Kuwaiti foreign ministry official is hopeful that a two and a half year old rupture between Doha and three Gulf states will finally come to an end.
Gulf leaders are set to meet in the Saudi capital Riyadh on December 10 in what could be a breakthrough moment in the two-year-old dispute that has ruptured ties within the region.
The Gulf Cooperation Council summit comes amid a blockade of Qatar by three of the organisation’s six member states, including; Saudi Arabia, the UAE, and Bahrain.
The trio, alongside Egypt, broke off ties with Qatar in June 2017 and issued a set of demands that included Doha’s cessation of support for opposition groups and the shutting down of Al Jazeera and other media networks.
After years of deadlock, there have been murmurs of a warming of ties in recent weeks. In late November, reports emerged that Qatari Foreign Minister Sheikh Mohammed bin Abdulrahman Al Thani had visited Riyadh.

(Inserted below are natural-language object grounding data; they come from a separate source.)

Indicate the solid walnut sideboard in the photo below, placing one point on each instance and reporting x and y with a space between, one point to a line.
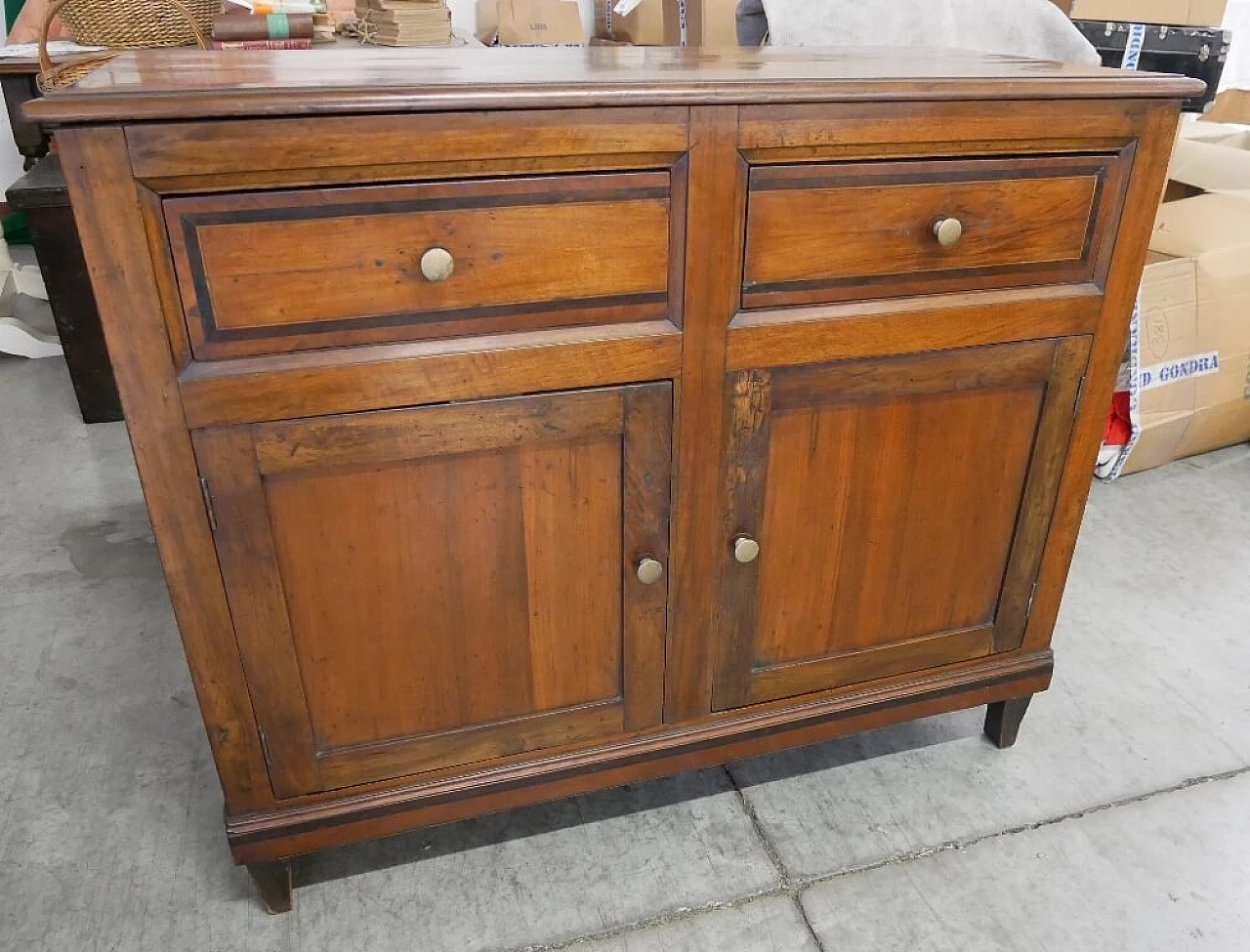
521 423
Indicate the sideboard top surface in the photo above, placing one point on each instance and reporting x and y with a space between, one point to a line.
190 84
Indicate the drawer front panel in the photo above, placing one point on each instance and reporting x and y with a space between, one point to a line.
830 232
272 271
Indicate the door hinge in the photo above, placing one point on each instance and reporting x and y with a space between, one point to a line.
264 745
208 504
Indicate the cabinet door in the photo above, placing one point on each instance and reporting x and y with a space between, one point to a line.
424 589
897 506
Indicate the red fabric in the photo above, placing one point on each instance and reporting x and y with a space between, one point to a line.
1119 426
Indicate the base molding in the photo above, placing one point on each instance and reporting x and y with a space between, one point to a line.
299 828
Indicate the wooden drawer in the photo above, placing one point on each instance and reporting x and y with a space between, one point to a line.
264 272
836 231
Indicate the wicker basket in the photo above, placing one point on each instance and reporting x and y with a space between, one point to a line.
123 25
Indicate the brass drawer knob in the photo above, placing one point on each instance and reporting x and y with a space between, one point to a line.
947 231
648 570
746 550
438 264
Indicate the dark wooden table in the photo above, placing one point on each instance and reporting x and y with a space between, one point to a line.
43 195
18 77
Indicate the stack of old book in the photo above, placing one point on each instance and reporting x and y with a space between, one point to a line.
405 22
271 25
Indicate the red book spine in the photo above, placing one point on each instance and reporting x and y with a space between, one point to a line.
263 44
271 26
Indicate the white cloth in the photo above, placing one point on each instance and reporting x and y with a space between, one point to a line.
1018 27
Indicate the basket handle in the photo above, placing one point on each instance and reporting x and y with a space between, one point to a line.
45 62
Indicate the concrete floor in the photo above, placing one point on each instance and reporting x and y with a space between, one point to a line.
1120 821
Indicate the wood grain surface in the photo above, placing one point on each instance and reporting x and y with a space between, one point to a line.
180 84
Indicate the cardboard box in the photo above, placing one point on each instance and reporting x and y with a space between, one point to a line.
1188 353
1173 13
644 22
530 22
714 22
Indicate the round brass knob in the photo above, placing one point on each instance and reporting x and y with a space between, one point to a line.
438 264
746 550
648 570
947 231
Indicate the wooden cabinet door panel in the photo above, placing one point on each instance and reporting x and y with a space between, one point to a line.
900 506
430 588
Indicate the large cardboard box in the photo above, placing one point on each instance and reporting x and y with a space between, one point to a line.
1188 355
530 22
646 22
1174 13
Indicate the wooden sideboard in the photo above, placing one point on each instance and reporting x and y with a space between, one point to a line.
521 423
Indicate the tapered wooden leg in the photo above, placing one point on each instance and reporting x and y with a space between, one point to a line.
273 884
1003 720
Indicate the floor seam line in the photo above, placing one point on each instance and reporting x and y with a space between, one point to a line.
663 919
794 886
769 849
803 884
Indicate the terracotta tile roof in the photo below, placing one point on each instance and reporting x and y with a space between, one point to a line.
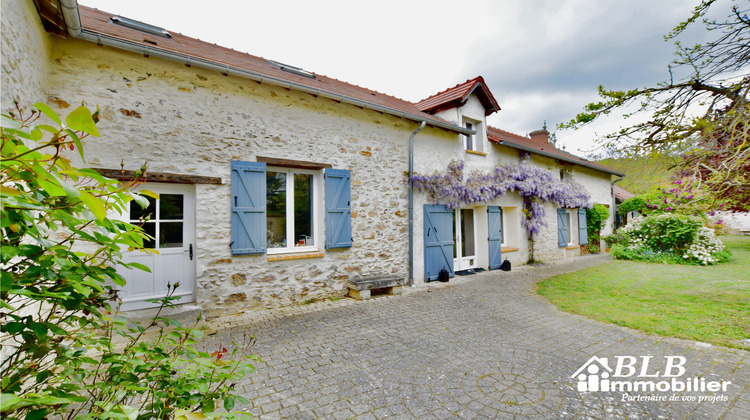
622 193
458 95
100 22
515 141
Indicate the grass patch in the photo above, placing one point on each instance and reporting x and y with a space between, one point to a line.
709 304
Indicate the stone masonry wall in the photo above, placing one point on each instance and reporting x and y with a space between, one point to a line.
194 121
25 54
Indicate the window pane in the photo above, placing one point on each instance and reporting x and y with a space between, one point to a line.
137 212
150 229
170 206
276 209
303 199
170 235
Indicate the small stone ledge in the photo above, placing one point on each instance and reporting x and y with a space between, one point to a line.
300 256
361 288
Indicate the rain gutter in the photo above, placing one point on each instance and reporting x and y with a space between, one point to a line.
411 202
73 24
614 202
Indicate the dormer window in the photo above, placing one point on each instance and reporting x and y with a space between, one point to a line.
140 26
473 142
470 138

The visit was followed by a Saudi decision to participate in the Arab Gulf Cup, which the country had previously boycotted. Riyadh even broke its own air blockade of Qatar when its players took a direct flight to Qatar from Saudi territory.
In Kuwait, whose leaders have long tried to mediate a resolution to the crisis, officials expressed optimism that the upcoming summit will draw a line under the episode.
Deputy Foreign Minister Khaled al Jarallah is reported to have told an audience at a national day celebration that he was optimistic that differences between “Gulf brothers” would be resolved.
Kuwait’s Foreign Minister Sheikh Sabah al Khaled al Sabah reiterated the sentiment saying the meeting would be an important step in resolving the dispute, calling it a “milestone”.
The blockade of Qatar included land, sea, and air sanctions. Overnight, the land border between Qatar and Saudi Arabia was shut down, cutting off a vast majority of the country’s imports.
Qatar was immediately helped by allies such as Turkey, which increased exports to address the shortfall.
The country’s airlines also suffer as a result of an air blockade, which forbids ingoing and outgoing traffic destined for Qatar from making use of Emirati and Saudi airspace. The move meant planes had to take detours through friendly states that added hours to travel time.